A proof that a man may be his own Grandfather.—There was a widow and her daughter-in-law, and a man and his son. The widow married the son, and the daughter the old man; the widow was, therefore, mother to her husband's father, consequently grandmother to her own husband. They had a son, to whom she was great-grandmother; now, as the son of a great-grandmother must be either a grandfather or great-uncle, this boy was therefore his own grandfather. N. B. This was actually the case with a boy at a school in Norwich.

An 1884 book, The World of Wonders, attributed the original "remarkable genealogical curiosity" to Hood's Magazine.

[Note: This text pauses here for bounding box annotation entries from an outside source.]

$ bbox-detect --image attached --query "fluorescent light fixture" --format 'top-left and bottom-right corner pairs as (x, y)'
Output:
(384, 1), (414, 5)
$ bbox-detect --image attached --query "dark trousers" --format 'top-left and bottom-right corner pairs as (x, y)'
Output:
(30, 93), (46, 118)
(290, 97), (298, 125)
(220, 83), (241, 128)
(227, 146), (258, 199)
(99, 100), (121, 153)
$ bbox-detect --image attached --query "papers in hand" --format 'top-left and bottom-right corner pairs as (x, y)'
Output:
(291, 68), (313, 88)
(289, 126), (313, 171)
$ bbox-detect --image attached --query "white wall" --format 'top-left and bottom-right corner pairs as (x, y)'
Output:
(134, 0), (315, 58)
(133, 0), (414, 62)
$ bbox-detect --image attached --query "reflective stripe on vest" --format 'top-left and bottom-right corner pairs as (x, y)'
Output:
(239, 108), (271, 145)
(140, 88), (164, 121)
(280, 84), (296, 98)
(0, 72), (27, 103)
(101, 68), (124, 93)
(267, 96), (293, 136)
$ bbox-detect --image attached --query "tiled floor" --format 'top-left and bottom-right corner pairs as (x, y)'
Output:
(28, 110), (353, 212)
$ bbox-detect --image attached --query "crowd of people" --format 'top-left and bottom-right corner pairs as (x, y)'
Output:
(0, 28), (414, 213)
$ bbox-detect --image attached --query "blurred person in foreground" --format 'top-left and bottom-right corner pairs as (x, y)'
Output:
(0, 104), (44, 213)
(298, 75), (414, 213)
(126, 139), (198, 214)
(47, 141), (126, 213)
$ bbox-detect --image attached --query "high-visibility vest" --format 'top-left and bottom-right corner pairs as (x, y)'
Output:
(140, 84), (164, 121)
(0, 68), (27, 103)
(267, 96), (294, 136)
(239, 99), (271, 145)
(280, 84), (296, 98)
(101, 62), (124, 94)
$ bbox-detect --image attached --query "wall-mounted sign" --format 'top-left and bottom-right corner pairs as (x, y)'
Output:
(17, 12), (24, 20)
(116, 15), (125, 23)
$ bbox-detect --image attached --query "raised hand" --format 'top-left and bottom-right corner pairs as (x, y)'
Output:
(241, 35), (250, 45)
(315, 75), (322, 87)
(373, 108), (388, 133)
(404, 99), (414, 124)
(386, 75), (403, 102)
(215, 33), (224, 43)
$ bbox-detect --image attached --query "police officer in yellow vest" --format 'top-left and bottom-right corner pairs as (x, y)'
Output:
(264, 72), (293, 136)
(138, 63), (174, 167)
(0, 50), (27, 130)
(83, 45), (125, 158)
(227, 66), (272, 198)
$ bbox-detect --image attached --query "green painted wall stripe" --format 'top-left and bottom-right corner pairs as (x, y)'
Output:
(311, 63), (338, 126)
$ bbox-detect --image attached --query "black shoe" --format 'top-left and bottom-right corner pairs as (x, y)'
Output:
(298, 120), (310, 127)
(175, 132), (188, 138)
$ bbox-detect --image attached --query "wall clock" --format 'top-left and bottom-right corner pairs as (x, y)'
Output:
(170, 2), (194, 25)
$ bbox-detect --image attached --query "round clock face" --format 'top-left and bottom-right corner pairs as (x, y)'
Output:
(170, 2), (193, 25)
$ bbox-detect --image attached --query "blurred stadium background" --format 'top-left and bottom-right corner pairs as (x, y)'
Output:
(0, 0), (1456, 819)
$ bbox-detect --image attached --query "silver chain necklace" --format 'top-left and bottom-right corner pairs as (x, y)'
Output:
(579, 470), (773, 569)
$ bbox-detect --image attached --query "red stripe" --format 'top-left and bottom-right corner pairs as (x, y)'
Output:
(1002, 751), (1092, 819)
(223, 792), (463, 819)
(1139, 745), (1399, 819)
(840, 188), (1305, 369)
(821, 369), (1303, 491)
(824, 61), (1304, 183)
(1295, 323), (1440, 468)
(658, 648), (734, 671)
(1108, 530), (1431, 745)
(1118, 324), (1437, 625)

In 1989, The Rolling Stones bassist Bill Wyman married Mandy Smith; she was 18 and he 52. In 1993, Wyman's 30-year-old son from his first marriage, Stephen, married Smith's mother, Patsy, who was then aged 46. However this was after Wyman and Smith had divorced. Wyman is therefore, arguably, the father-in-law of his ex-mother-in-law as well as the step-grandfather of his ex-wife.

==Cover versions==

The cover version by Lonzo and Oscar was recorded in 1947, the same year that Latham and Jaffe released The Jesters original. A version by Guy Lombardo and The Guy Lombardo Trio became a hit in 1948. The song was also recorded by Phil Harris (as "He's His Own Grandpa"), Jo Stafford (as "I'm My Own Grandmaw"), singer/bandleader Tony Pastor, Kimball Coburn, Homer and Jethro, and "Jon & Alun" (Jon Mark and Alun Davies) on their record Relax Your Mind (1963).

“Uncle” Floyd Vivino recorded a cover in the mid-seventies on bioya records.

A 1976 episode of The Muppet Show includes a skit in which the song is performed by the all-Muppet Gogolala Jubilee Jugband. Ray Stevens recorded a version for his 1987 album Crackin' Up. In the movie The Stupids, Stanley Stupid, portrayed by Tom Arnold, sings "I'm My Own Grandpa" while on a talk show about strange families. Willie Nelson performed the song on his 2001 album The Rainbow Connection. This song was also performed by Grandpa Jones, who sang it both at the Grand Ole Opry and on the TV show Hee Haw. It was also later recorded on the album Home is Where the Heart Is by David Grisman and on Michael Cooney's album of songs for children. Folk singer Steve Goodman included it in his live shows, and recorded it on his album Somebody Else's Troubles.

Australian country musician Chad Morgan recorded a cover version in July 1981, which was released on Astor Records. Morgan also frequently performed the song live in concerts. In 1982, German country band Truck Stop published a German-language version titled "Mein Opa, das bin ich". In 1984, Norwegian folk singer Øystein Sunde published a Norwegian-language version titled "Jeg er min egen bestefar". Northern Irish comedic folk singer Anthony John Clarke frequently covers the song in his gigs and recorded it on his 2004 album Just Bring Yourself.

==Logic and reasoning==

Professor Philip Johnson-Laird used the song to illustrate issues in formal logic as contrasted with psychology of reasoning, noting that the transitive property of identity relationships expressed in natural language was highly sensitive to variations in grammar, while reasoning by models, such as the one constructed in the song, avoided this sensitivity.

The situation is included in a set of problems attributed to Alcuin of York, and also in the final story in Baital Pachisi; the question asks to describe the relationship of the children to each other. Alcuin's solution is that the children are simultaneously uncle and nephew to each other; he does not draw attention to the relationships of the other characters.